This early writing predated Plaatje’s entry into journalism, which would remain his focus for the next decade of his life. In 1901 he founded the first Setswana-English paper Koranta ea Becoana (Newspaper of the Tswana).  He continued editing the paper until he founded another, Tsala ea Becoana (The Friend of the People).  During this period he was regularly published by the Kimberley paper Diamond Fields Advertiser.

In 1912 Sol Plaatje was voted fist secretary-general of the South African Native National Congress, later to become the African National Congress (ANC).  Two years later, Plaatje was sent as part of the 1914 ANC delegation to London to protest increased restrictions on native rights to own land resulting from the passage of the 1913 Land Act.  Despite the delegation’s lack of success, Plaatje stayed on in London to continue the campaign alone and work as a language assistant at London University. Between 1914 and his return to South Africa in 1917, he wrote Native Life in South Africa, Before and Since the European War and the Boer Rebellion, Sechuana-Proverbs With Literal Translations and Their English Equiv­alents, and A Sechuana Reader.  He continued writing throughout his life, completing The Mote and the Beam: An Epic on Sex-Relationship ‘Twixt White and Black in British South Africa in 1921 and a novel titled Mhudi, An Epic of South African Native Life a Hundred Years Ago, in 1930, as well as several translations of Shakespeare plays into Setswana.

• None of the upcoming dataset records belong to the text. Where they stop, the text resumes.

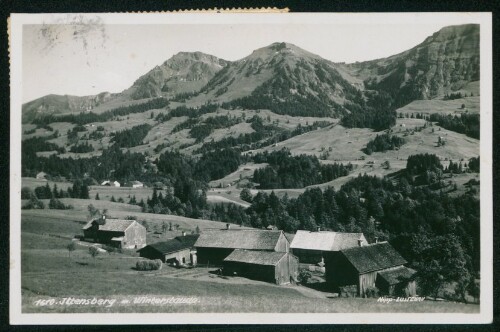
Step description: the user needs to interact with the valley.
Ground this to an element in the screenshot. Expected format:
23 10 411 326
20 24 480 312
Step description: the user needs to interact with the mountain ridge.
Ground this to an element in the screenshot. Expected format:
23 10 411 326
23 24 479 122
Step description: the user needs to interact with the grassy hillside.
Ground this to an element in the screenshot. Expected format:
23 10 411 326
21 211 479 313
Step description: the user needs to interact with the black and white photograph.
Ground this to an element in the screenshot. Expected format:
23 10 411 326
10 13 493 324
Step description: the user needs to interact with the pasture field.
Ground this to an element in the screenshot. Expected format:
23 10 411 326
21 206 479 313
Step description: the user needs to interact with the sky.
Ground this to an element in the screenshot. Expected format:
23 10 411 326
22 20 476 102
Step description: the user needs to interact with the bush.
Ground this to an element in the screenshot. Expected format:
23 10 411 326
135 259 163 271
49 198 73 210
21 197 45 210
365 286 379 298
298 269 312 285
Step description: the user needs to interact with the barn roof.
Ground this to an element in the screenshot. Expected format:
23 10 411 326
195 229 282 250
137 234 199 254
224 249 287 266
341 242 407 273
290 230 366 251
82 219 136 232
378 266 417 285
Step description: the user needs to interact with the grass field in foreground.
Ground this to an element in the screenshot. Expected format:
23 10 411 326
21 211 479 313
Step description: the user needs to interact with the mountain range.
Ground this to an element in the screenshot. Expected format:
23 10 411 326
22 24 479 122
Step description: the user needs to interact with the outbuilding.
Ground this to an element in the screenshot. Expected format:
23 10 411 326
223 249 299 285
82 216 146 249
132 181 144 188
290 230 368 264
325 242 416 297
195 229 290 265
137 234 199 265
36 172 47 180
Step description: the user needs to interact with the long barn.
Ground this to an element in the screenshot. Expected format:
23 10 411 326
290 230 368 264
325 242 416 297
223 249 299 285
195 229 290 266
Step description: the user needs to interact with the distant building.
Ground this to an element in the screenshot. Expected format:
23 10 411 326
325 242 416 297
223 249 299 285
137 234 199 265
132 181 144 188
290 230 368 264
195 228 290 265
36 172 47 180
82 216 146 249
101 180 120 187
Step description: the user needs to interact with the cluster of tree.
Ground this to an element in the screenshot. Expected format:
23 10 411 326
429 113 480 139
33 98 168 125
341 91 396 131
155 103 219 122
69 142 94 153
253 149 352 189
363 133 405 155
21 137 66 156
469 157 480 173
111 123 152 148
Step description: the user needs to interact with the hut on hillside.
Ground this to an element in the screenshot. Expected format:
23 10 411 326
223 249 299 285
36 172 47 180
82 216 146 249
195 229 290 265
290 230 368 264
325 242 416 297
137 234 199 265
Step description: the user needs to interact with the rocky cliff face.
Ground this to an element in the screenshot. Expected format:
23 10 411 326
347 24 480 105
124 52 227 99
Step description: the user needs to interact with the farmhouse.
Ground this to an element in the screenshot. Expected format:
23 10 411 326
132 181 144 188
325 242 416 297
101 180 120 187
137 234 199 265
82 216 146 249
36 172 47 180
223 249 299 285
290 230 368 264
194 228 290 265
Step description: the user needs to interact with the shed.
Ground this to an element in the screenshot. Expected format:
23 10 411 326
290 230 368 264
195 229 290 265
36 172 47 180
132 181 144 188
325 242 415 297
82 216 146 249
137 234 199 265
223 249 299 285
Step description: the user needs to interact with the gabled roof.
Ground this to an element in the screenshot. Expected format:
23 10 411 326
341 242 407 273
195 229 283 250
224 249 287 266
137 234 199 255
82 219 136 232
290 230 367 251
378 266 417 285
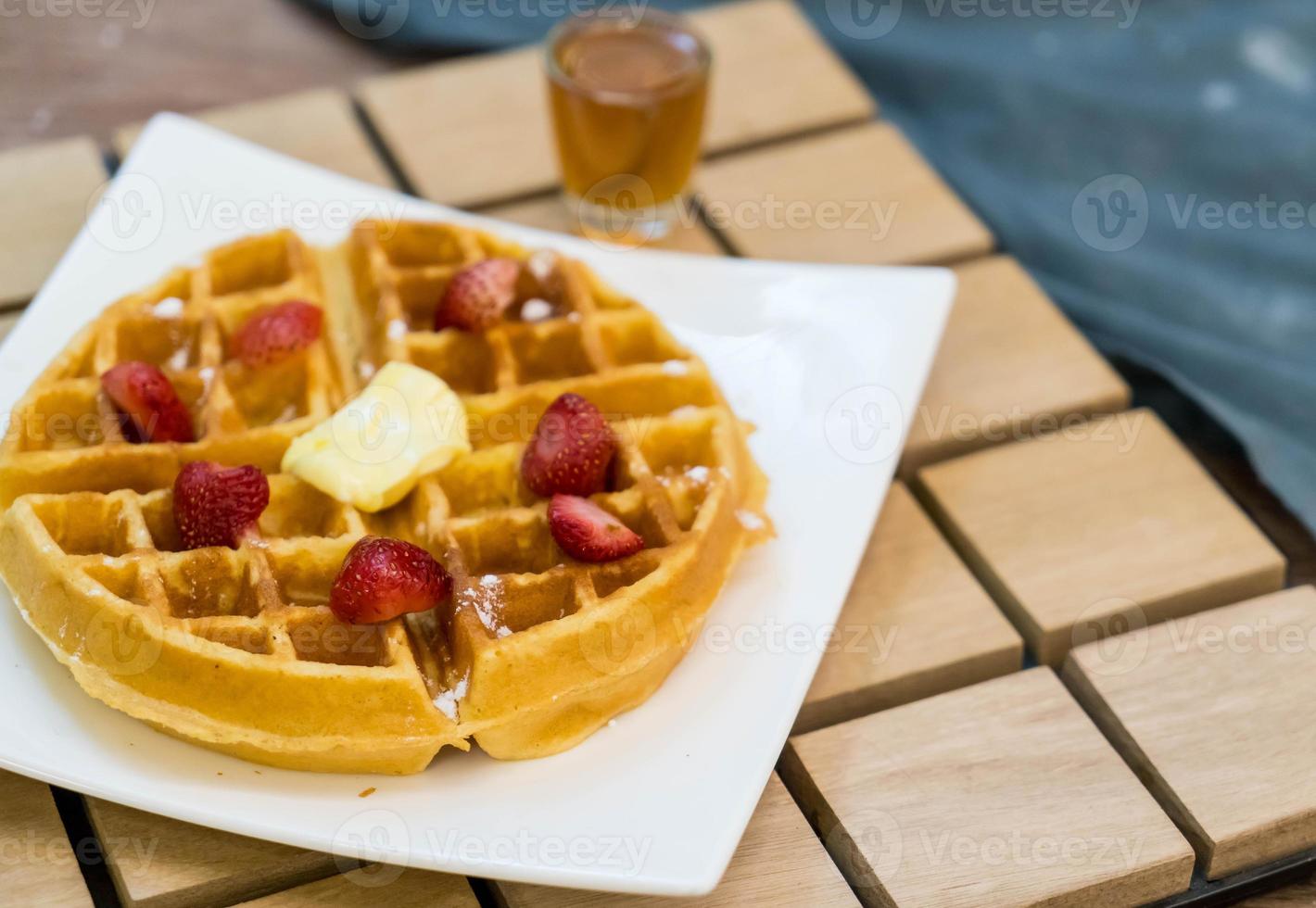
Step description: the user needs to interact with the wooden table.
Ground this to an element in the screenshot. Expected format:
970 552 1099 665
0 0 1316 908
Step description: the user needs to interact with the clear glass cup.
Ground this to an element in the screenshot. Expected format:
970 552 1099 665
546 9 712 244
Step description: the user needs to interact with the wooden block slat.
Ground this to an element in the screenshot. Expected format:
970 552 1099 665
357 47 544 206
692 0 878 151
358 0 875 206
795 482 1024 732
233 864 480 908
918 410 1285 666
115 88 394 185
1065 586 1316 879
0 770 92 908
0 138 107 304
498 774 858 908
783 669 1193 908
480 195 723 256
695 122 993 264
87 798 339 908
900 256 1129 476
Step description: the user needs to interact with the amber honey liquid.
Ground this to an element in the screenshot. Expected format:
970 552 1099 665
549 12 708 233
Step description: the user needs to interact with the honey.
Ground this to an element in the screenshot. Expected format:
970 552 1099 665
548 10 709 238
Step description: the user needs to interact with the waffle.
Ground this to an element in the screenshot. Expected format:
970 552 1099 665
0 221 770 773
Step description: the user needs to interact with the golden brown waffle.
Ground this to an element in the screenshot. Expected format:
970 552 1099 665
0 232 342 507
0 222 767 773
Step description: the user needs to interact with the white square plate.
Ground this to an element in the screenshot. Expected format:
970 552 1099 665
0 115 955 895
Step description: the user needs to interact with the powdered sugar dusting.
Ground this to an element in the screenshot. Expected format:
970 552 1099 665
460 574 511 637
165 347 192 372
521 296 552 322
435 674 471 723
151 296 184 319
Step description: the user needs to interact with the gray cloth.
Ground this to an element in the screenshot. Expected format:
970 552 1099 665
312 0 1316 529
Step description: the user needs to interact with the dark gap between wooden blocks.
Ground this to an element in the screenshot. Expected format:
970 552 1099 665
50 786 122 908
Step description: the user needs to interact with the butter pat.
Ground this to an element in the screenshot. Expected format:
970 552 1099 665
283 362 471 513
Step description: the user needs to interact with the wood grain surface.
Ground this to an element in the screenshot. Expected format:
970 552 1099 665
918 410 1284 666
695 122 993 264
234 864 480 908
0 137 107 306
900 256 1129 476
1065 586 1316 879
783 669 1193 908
0 770 92 908
498 774 858 908
795 482 1024 732
87 798 339 908
358 0 875 206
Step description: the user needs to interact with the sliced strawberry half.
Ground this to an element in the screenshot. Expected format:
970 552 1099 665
329 536 452 624
549 495 645 561
435 258 521 332
229 300 323 369
100 360 196 444
173 460 270 549
521 394 617 498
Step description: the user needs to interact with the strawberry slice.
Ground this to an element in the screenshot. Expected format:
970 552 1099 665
549 495 645 561
329 536 452 624
100 360 196 444
173 460 270 549
435 258 521 332
521 394 617 498
229 300 323 369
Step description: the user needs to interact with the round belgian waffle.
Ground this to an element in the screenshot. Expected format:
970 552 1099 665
0 221 767 773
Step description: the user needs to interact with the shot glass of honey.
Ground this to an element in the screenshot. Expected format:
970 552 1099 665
546 9 711 244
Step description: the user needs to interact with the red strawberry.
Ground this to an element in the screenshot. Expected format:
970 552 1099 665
329 536 452 624
229 300 323 369
435 258 521 332
173 460 270 549
100 360 196 442
521 394 617 498
549 495 645 561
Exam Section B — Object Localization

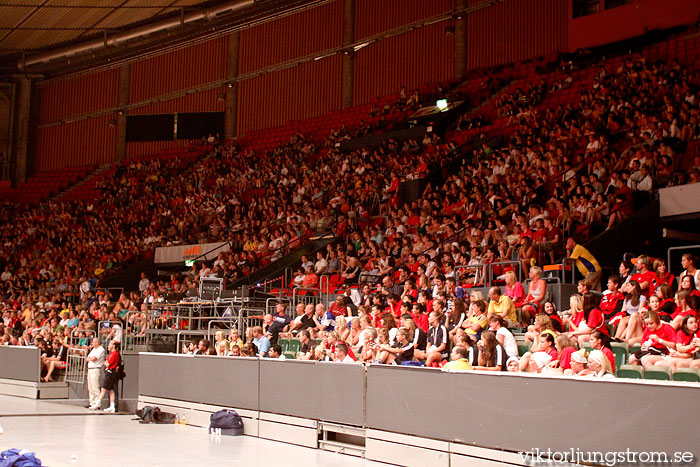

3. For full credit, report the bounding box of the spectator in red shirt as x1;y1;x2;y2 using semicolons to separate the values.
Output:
569;292;608;346
630;310;676;368
599;274;625;322
631;255;656;299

In 1919 Plaatje returned to London as head of a second ANC delegation to meet with Prime Minister Lloyd George.  Over the next four years he traveled extensively in Canada and the United States, where he met with leading members of the National Association for the Advancement of Colored People and lectured widely.  Plaatje returned to South Africa in 1923 impoverished after years of travel. He continued his writing and political activism until his death of pneumonia in Johannesburg on June 19th 1932.